T. C.
Y A R G I T A Y
YİRMİİKİNCİ HUKUK DAİRESİ
ESAS : 2017/11745
KARAR : 2018/8871
TARİH : 14.07.2018
● TANIKLARIN TARAFLARLA HUSUMETLİ OLMASI
● İŞÇİLİK ALACAKLARININ İSPATI
ÖZET : 27.09.2018 tarihinde www.haberturk.com’da; “Yargıtay “İşverenle husumetli
tanık beyanlarına itibar edilmez” İş davalarında Yargıtay’ın verdiği emsal kararlar tüm
çalışanları yakından ilgilendiriyor. Yargıtay 22. Hukuk Dairesi de tüm çalışanları yakından
ilgilendirecek bir karara imza attı” şeklinde yer alan habere ilişkin Yargıtay Kararı.
(6100 s. Hukuk Muhakemeleri K m. 240, 255) (1475 s. İş K m. 14) (4857 s. İş K m. 41, 46, 47, 57)

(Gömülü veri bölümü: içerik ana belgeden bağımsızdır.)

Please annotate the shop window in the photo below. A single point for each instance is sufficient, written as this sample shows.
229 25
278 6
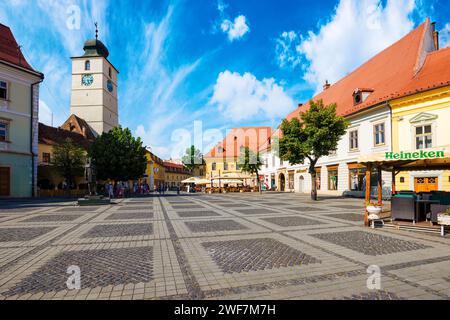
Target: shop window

Taraflar arasında görülen dava sonucunda verilen kararın, temyizen incelenmesi davalı vekili
tarafından istenilmekle, temyiz talebinin süresinde olduğu anlaşıldı. Dava dosyası için Tetkik
Hakimi … tarafından düzenlenen rapor dinlendikten sonra dosya incelendi, gereği konuşulup
düşünüldü:
Y A R G I T A Y K A R A R I
Davacı vekili, davacının .. Beton şirketine ait işyerinde mikser operatörü olarak işe başladığını
bu şirketin tüm işçileri ve malzemeleriyle birlikte davalı şirkete devredildiğini, iş sözleşmesinin
11.11.2012 tarihinde davalı işveren tarafından feshedildiğini, feshin haklı bir sebebe
dayanmadığını, davacının haftanın yedi günü çalıştığını, ayrıca fazla çalışma yapmasına
rağmen bu çalışmalara ait ücretlerin ödenmediğini ileri sürerek kıdem tazminatı ve ihbar
tazminatı alacaklarıyla birlikte bir kısım alacaklarının hüküm altına alınmasını TALEP
ETMİŞTİR.
Davalı vekili, davacının davalı şirkete ait işyerinde 18.09.2012-10.11.2012 tarihleri arasında
çalıştığını, davalı şirket ile …Beton şirketi arasında işyeri devri bulunmadığını, davacının kendi
isteğiyle işten ayrıldığını ileri sürerek davanın reddine karar verilmesini TALEP ETMİŞTİR.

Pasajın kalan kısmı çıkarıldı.